To The Edge Of The Sahara And Back, September 2009

Salaam! I am writing to you from a little Kasbah in Merzouga, southern Morocco on the edge of the Sahara desert.  I left the rose pink walls of the medina in Marrakesh and it has been an amazing road trip over the High Atlas Tichka mountain pass, dropping down to the pre-Saharan oases. Hurtling along in old Moroccan buses with music blaring we pulled up with much fanfare in each town – buildings nestled among lush palm groves, olive and fig trees with rambling rose bushes along roads and grapevines and bougainvilleas clambering over walls and entryways.  I’m always amazed at how the scorching temperatures outside belie the cool pleasant conditions inside the mudbrick houses. In the valleys leading down to the Sahara old crumbling Kasbahs dot the hills and the landscape turns to a red and green blur of iconic mudbrick buildings and towering date palms as we whiz by.

On a strange note we passed by the Atlas Film Studio in Ourzazate – one of the major studios outside Hollywood and Bollywood, as the many iconic Kasbahs in this region are used as backdrops for blockbusters, including Jewel of the Nile and more recently Kundun.  I somehow hadn’t expected to see Tutankhamen and the Sphinx in Morocco (even the Moroccans have sold their soul)!

I spent a few days hiking in the hidden gorges in the Draa valley – sheer faces of red rock tower over one hundred metres above you in Todra gorge, with a chasm only several feet across.  It’s a thrilling sight as if the cave of Ali Baba had momentarily opened and closed behind you.

I am now not far from the Algerian border dipping my feet into the rose gold sands of the Sahara desert. After my $15 a night digs I have put my feet up for a couple of days in a beautiful Kasbah with a pool and garden courtyard and my own private terrace with a view of the shifting dunes beyond. I am becoming a connoisseur of regional tagines (I will never look on the humble casserole the same again) – with my favourite to date chicken and fig, with chicken, lemon and green olive a close second.

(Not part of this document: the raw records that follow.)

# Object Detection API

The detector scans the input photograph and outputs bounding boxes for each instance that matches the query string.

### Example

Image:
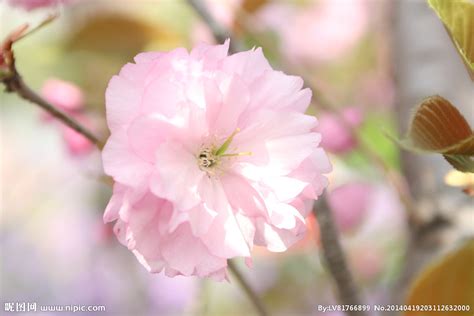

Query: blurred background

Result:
[0,0,474,316]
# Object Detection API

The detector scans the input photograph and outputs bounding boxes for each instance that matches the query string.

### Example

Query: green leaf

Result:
[404,240,474,316]
[399,96,474,172]
[428,0,474,81]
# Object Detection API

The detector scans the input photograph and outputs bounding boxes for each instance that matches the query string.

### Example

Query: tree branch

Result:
[227,260,269,316]
[187,0,239,53]
[0,23,104,149]
[3,72,103,149]
[313,196,366,315]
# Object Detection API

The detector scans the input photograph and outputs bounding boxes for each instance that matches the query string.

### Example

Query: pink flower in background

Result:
[41,79,94,156]
[61,116,94,156]
[8,0,70,11]
[318,107,363,154]
[328,182,373,232]
[41,78,84,113]
[103,42,331,280]
[260,0,368,63]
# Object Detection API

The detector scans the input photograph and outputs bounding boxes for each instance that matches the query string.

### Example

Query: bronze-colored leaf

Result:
[428,0,474,80]
[400,96,474,172]
[404,240,474,316]
[68,14,155,59]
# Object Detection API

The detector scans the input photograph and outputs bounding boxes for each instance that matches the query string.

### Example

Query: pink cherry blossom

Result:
[8,0,68,11]
[318,107,363,154]
[328,182,373,232]
[102,41,331,280]
[260,0,368,63]
[41,78,94,157]
[61,115,94,156]
[41,78,84,113]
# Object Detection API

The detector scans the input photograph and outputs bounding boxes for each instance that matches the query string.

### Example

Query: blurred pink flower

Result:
[260,0,368,63]
[61,120,94,156]
[328,182,373,232]
[41,78,84,113]
[103,41,331,280]
[317,107,363,154]
[8,0,70,11]
[41,78,94,156]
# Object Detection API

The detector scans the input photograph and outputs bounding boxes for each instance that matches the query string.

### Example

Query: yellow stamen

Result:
[215,127,240,156]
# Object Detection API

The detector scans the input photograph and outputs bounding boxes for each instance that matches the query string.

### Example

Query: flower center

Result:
[197,128,252,176]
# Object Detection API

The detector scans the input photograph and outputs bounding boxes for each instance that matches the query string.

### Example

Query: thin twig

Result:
[187,0,239,53]
[227,260,269,316]
[3,72,103,149]
[0,23,104,149]
[313,196,366,315]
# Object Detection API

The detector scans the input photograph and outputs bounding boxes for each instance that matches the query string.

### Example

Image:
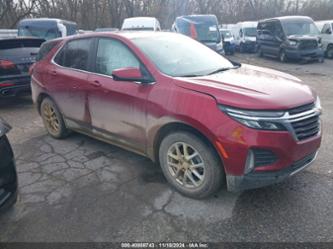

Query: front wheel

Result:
[159,132,224,199]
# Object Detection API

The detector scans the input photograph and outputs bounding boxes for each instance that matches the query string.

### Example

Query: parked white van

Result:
[231,22,258,53]
[0,29,17,37]
[316,20,333,59]
[121,17,161,31]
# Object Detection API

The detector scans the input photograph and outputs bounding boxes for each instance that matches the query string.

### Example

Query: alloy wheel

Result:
[167,142,205,189]
[43,103,60,134]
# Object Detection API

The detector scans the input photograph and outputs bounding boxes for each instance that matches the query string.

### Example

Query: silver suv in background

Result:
[316,20,333,59]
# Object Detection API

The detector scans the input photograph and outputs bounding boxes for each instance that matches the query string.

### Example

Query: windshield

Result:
[123,27,154,31]
[221,30,232,38]
[243,27,257,37]
[282,20,319,36]
[133,35,233,77]
[18,26,61,40]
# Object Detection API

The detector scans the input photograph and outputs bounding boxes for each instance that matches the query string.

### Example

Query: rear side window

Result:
[36,41,58,61]
[54,39,92,71]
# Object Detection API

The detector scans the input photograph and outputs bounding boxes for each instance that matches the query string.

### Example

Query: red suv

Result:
[31,32,321,198]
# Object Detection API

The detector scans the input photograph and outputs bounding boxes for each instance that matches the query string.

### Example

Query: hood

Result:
[244,36,257,42]
[287,35,319,41]
[176,64,316,110]
[0,118,11,137]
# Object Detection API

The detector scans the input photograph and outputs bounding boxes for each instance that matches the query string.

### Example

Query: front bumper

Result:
[227,152,318,192]
[285,48,324,61]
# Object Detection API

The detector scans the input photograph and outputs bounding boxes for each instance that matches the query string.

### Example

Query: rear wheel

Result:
[279,49,288,62]
[159,132,224,199]
[239,43,245,53]
[40,98,69,139]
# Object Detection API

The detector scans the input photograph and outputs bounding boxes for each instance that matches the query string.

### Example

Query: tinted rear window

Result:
[0,39,45,49]
[36,41,58,61]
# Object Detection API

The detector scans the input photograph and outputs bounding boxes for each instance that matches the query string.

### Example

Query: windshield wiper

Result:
[177,74,204,78]
[207,65,240,75]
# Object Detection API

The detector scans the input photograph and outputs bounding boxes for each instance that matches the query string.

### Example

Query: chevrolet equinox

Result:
[30,32,321,198]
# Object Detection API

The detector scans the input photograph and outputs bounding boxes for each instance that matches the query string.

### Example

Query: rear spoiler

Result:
[0,38,45,50]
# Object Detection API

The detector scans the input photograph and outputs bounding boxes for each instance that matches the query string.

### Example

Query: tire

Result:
[326,45,333,59]
[257,47,264,58]
[279,49,288,62]
[40,98,69,139]
[159,131,225,199]
[239,43,245,53]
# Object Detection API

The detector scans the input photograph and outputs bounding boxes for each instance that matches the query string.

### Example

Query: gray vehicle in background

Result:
[172,15,224,54]
[17,18,78,40]
[257,16,324,62]
[316,20,333,59]
[0,37,45,98]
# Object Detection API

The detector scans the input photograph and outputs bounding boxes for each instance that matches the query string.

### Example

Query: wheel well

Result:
[37,93,50,114]
[154,123,223,164]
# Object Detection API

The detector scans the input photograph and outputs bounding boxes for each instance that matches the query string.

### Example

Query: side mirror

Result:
[112,67,151,83]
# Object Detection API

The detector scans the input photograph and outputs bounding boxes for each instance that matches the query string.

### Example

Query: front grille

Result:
[291,152,317,170]
[252,149,278,167]
[288,103,315,115]
[291,116,320,140]
[299,40,318,49]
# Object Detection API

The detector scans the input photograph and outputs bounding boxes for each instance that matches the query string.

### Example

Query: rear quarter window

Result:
[54,38,92,71]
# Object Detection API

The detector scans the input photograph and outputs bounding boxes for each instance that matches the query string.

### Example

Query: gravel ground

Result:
[0,54,333,242]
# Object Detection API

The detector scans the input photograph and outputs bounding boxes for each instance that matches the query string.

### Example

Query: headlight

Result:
[219,105,286,131]
[315,96,323,112]
[289,41,297,47]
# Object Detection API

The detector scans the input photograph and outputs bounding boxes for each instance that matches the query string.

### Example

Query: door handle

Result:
[90,80,102,87]
[50,70,57,76]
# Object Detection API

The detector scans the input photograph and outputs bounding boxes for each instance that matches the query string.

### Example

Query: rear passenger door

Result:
[46,38,93,128]
[321,23,333,50]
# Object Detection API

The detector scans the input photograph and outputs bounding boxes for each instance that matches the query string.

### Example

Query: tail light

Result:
[0,60,16,69]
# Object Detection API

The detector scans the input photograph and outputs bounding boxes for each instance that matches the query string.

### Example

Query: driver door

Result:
[88,38,152,154]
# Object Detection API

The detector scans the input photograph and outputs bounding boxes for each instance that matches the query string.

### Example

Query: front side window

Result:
[132,34,233,77]
[95,38,140,76]
[321,23,331,34]
[54,39,92,71]
[177,19,221,43]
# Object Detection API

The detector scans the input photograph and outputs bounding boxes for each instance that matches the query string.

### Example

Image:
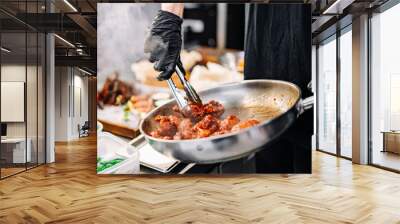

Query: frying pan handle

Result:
[300,96,314,114]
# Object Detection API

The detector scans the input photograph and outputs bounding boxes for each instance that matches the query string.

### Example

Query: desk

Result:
[382,131,400,154]
[1,138,32,163]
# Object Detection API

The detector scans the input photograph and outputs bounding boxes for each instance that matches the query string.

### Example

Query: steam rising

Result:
[97,3,160,86]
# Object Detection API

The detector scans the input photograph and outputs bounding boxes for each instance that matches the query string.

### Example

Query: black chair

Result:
[78,121,90,138]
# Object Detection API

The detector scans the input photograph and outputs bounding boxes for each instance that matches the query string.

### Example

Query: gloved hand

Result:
[144,10,182,81]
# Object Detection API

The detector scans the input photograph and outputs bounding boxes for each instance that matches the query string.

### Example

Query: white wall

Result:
[55,67,88,141]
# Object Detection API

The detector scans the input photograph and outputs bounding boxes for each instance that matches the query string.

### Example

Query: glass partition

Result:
[0,32,27,177]
[339,26,353,158]
[0,1,46,178]
[317,36,336,153]
[370,4,400,170]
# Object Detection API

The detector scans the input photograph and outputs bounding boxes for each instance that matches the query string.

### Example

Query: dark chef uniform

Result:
[244,4,313,173]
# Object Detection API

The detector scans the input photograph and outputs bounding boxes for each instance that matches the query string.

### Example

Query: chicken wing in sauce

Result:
[150,100,260,140]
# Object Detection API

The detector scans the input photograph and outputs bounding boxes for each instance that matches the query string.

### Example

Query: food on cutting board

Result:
[150,100,260,140]
[131,50,202,88]
[97,73,135,107]
[96,158,124,172]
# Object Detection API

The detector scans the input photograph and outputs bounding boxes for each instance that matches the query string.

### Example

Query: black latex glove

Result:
[144,10,182,81]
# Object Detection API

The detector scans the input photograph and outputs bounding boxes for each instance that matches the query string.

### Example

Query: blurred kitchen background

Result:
[0,0,400,178]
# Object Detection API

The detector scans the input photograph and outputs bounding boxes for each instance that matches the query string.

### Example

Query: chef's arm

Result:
[144,3,183,81]
[161,3,183,18]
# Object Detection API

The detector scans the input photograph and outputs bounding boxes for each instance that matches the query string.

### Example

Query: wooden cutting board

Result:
[99,119,140,138]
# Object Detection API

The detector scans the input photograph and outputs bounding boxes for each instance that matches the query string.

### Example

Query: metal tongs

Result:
[167,63,202,111]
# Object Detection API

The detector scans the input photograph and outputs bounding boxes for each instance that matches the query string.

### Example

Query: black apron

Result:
[244,4,313,173]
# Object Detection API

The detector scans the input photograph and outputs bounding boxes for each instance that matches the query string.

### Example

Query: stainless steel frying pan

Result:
[140,80,313,164]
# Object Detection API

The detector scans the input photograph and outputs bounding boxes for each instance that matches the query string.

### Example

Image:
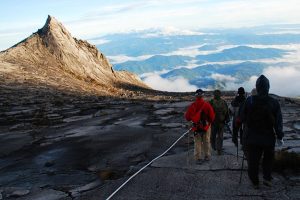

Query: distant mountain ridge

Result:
[0,16,148,94]
[196,46,287,63]
[114,55,192,74]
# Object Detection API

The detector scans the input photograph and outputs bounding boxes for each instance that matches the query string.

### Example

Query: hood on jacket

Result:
[256,75,270,96]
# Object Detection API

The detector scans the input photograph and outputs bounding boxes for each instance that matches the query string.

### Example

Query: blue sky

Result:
[0,0,300,50]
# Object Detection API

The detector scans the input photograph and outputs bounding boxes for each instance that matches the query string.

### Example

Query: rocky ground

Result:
[0,86,300,200]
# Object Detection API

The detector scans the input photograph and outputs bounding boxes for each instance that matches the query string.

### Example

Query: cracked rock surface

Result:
[0,91,300,200]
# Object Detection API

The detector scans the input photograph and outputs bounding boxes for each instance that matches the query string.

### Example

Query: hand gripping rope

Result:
[106,128,191,200]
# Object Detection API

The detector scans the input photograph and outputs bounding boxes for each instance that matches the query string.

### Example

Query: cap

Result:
[238,87,245,94]
[195,89,204,96]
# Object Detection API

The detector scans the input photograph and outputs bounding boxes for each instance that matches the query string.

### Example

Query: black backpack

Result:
[246,96,275,130]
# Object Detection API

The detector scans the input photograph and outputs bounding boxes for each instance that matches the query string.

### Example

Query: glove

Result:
[235,117,242,127]
[277,139,284,147]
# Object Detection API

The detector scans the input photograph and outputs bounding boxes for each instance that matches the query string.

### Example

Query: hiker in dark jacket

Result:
[241,75,284,188]
[185,89,215,164]
[209,90,229,155]
[231,87,246,146]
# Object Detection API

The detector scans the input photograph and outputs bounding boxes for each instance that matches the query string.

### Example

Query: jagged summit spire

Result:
[40,15,71,38]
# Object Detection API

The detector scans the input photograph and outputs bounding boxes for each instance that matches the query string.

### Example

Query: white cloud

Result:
[211,73,237,82]
[107,55,154,64]
[88,39,110,45]
[141,26,209,38]
[263,66,300,97]
[143,74,197,92]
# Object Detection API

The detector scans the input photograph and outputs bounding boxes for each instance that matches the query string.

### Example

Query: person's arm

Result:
[274,101,284,140]
[184,103,195,121]
[207,103,215,124]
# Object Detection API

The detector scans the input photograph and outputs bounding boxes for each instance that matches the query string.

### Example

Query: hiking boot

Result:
[263,179,272,187]
[204,156,210,161]
[232,139,238,147]
[196,159,204,165]
[252,184,259,190]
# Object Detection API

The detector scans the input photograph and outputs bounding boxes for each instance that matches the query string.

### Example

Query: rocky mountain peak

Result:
[0,16,148,93]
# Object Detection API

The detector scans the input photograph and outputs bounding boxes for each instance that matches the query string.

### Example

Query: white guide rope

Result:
[106,129,191,200]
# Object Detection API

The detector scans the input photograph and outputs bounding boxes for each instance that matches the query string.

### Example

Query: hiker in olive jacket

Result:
[209,90,229,155]
[231,87,246,146]
[241,75,284,188]
[185,89,215,164]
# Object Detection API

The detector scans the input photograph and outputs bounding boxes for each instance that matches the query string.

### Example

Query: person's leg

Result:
[247,145,262,186]
[203,128,211,159]
[232,117,239,146]
[240,126,244,145]
[194,134,201,160]
[210,125,217,150]
[216,124,224,152]
[262,147,274,181]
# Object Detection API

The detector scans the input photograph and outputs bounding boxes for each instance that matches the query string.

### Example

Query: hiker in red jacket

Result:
[185,89,215,164]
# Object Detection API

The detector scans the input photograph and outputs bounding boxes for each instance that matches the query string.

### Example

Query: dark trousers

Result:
[247,145,274,185]
[232,122,243,145]
[210,123,224,151]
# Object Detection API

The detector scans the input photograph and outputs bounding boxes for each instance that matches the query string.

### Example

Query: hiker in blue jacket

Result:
[241,75,284,189]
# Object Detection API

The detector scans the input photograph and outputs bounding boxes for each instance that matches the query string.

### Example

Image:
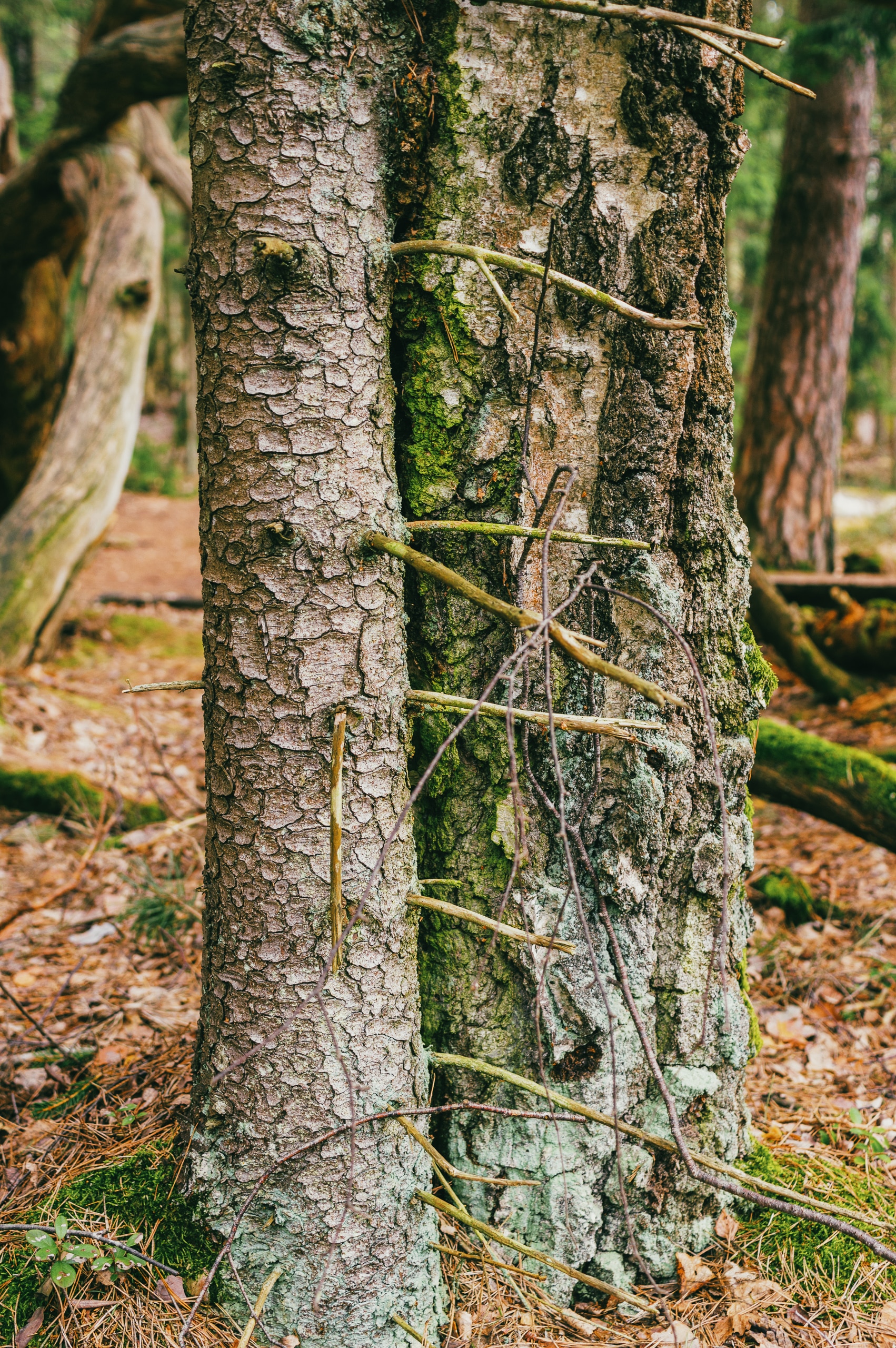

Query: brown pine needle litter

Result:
[0,614,896,1348]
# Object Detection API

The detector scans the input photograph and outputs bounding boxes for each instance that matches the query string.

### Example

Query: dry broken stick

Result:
[399,1115,540,1189]
[330,706,346,973]
[414,1189,653,1310]
[405,519,651,553]
[407,894,575,954]
[430,1052,891,1228]
[362,534,684,709]
[391,239,706,332]
[404,688,649,744]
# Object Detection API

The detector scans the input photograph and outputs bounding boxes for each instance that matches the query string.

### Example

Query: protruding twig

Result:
[404,688,649,744]
[121,678,205,693]
[405,519,651,553]
[237,1268,283,1348]
[490,0,784,47]
[330,706,345,973]
[391,239,706,335]
[364,534,684,709]
[407,894,575,954]
[674,19,815,98]
[399,1116,542,1189]
[475,257,520,323]
[430,1052,891,1227]
[414,1189,653,1310]
[392,1313,431,1348]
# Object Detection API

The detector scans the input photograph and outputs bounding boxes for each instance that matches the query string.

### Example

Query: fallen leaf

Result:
[454,1310,473,1344]
[647,1320,699,1348]
[14,1306,43,1348]
[675,1251,715,1297]
[154,1273,187,1305]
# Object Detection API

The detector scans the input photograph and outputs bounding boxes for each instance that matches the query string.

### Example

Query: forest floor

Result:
[0,496,896,1348]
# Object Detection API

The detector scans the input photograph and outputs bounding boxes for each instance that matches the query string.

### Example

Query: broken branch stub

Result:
[391,239,706,332]
[362,534,684,708]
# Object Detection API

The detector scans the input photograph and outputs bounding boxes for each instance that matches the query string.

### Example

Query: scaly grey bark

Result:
[186,0,438,1348]
[0,127,162,666]
[392,3,763,1300]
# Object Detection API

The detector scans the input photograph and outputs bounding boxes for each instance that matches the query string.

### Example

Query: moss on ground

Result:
[739,1146,896,1305]
[0,767,166,832]
[0,1144,218,1348]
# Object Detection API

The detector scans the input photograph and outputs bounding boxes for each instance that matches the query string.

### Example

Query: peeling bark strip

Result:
[393,3,763,1283]
[186,0,438,1348]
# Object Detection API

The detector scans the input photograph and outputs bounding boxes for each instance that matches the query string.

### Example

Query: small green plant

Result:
[26,1213,144,1287]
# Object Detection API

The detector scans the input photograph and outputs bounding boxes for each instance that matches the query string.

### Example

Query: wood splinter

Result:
[330,706,345,973]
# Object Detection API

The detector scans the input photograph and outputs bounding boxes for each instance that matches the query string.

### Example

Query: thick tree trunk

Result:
[751,717,896,852]
[187,0,438,1348]
[393,3,761,1283]
[0,133,162,665]
[737,0,876,570]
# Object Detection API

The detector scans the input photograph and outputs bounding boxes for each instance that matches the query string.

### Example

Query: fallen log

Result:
[751,717,896,852]
[810,585,896,674]
[749,562,867,702]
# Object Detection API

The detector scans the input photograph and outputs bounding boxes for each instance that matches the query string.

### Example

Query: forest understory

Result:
[0,496,896,1348]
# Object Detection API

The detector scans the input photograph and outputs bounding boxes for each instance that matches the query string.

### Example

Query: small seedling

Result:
[26,1213,144,1287]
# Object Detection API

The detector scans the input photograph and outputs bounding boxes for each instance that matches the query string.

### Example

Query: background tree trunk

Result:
[393,4,763,1283]
[187,0,439,1348]
[737,0,876,571]
[0,128,162,665]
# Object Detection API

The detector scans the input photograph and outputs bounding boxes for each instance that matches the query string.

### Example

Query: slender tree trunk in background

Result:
[737,0,876,571]
[393,3,763,1283]
[0,128,162,666]
[186,0,439,1348]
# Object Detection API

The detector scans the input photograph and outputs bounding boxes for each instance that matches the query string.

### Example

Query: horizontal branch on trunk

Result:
[407,894,575,954]
[490,0,784,47]
[121,678,205,693]
[399,1116,542,1189]
[751,717,896,852]
[414,1189,653,1310]
[404,688,649,744]
[405,519,651,553]
[430,1052,891,1227]
[392,239,706,332]
[749,562,865,702]
[675,22,817,98]
[364,534,684,708]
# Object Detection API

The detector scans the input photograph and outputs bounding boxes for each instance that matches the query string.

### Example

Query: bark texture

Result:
[392,3,765,1300]
[737,0,876,571]
[0,128,162,665]
[187,0,438,1348]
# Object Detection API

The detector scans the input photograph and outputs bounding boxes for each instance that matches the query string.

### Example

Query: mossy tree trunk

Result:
[186,0,438,1348]
[392,4,764,1298]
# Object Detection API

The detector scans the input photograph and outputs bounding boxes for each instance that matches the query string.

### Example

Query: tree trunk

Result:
[751,717,896,852]
[392,4,764,1283]
[186,0,438,1348]
[737,0,874,570]
[0,128,162,665]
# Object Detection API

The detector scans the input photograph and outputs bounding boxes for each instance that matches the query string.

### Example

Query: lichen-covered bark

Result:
[392,3,761,1295]
[187,0,438,1348]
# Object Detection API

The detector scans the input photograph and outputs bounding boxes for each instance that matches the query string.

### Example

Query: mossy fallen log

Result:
[749,562,868,702]
[751,718,896,852]
[809,585,896,674]
[0,767,167,833]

I have of course traded in all other means of transport here for the obligatory spitting, cantankerous “ship of the desert” – although it’s apparently 52 days by camel from here to Timbuktu I have ventured only a few kilometres into the dunes.  The swaying malodorous novelty is certainly worth it near sunset as the amazing colours and shadows play on the sand.

Today I have spent exploring the palm groves and many Kasbahs of the Merzouga and Rissani region and wandered through the local markets.  It’s currently the date harvest here and there are many sweet snacks on offer. Tomorrow I return to civilization to explore the Imperial cities of Morocco and the north Atlantic coast.